Vaarwel, Beminde Echtgenoote, Kinderen en Kleinkind, troost u, we zullen elkandr wederzien. Duurbare vrienden, lange jaren was ik voorU in de kerk op mijnen post, gedenkt U mijner, Gij, die daar missen of goddelijke diensten bijwoont. Mijne zusters en dochters den Heer in t klooster toegewijd, op uw aandenken in t gelid betrouw ik het meest.
H. Hart van Jezus, wees mijn heil. 500 dag. afl.

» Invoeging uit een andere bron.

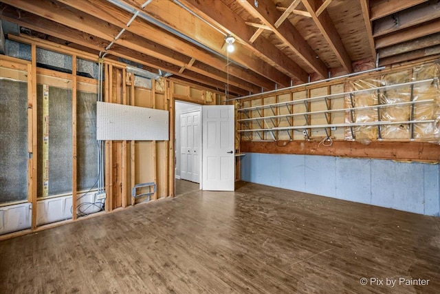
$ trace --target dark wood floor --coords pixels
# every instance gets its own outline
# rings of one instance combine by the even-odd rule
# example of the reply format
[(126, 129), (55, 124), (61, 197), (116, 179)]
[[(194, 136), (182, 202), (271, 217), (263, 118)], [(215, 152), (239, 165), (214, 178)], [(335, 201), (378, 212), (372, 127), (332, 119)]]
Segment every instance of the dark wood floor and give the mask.
[(190, 182), (189, 180), (176, 179), (175, 184), (176, 196), (195, 192), (199, 190), (200, 188), (200, 185), (198, 183)]
[(437, 218), (242, 184), (2, 241), (0, 293), (439, 293), (439, 227)]

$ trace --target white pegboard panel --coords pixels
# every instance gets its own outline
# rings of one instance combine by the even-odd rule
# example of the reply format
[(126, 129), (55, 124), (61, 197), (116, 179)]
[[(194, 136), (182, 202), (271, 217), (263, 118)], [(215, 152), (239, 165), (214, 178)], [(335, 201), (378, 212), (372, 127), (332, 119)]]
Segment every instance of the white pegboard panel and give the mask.
[(97, 140), (169, 140), (166, 110), (99, 101), (96, 108)]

Zoet Hart van Maria, wees mijn toevlucht. 800 dag. afl.
Het bidprentje werd gedrukt in de Drukkerij P.Hoffmann te Nukerke.
Zijn tweede kleinkind, een jongen, kreeg zoals toen gebruikelijk was, bij zijn geboorte in 1934, de naam van grootvader, nl. Richard.
We begrijpen best waarom Richard die voorname taak kreeg toebedeeld van pastoor Reyns. Hij stamde uit een diep christelijke familie; hij had immers twee zussen en 2 dochters die kloosterzuster waren.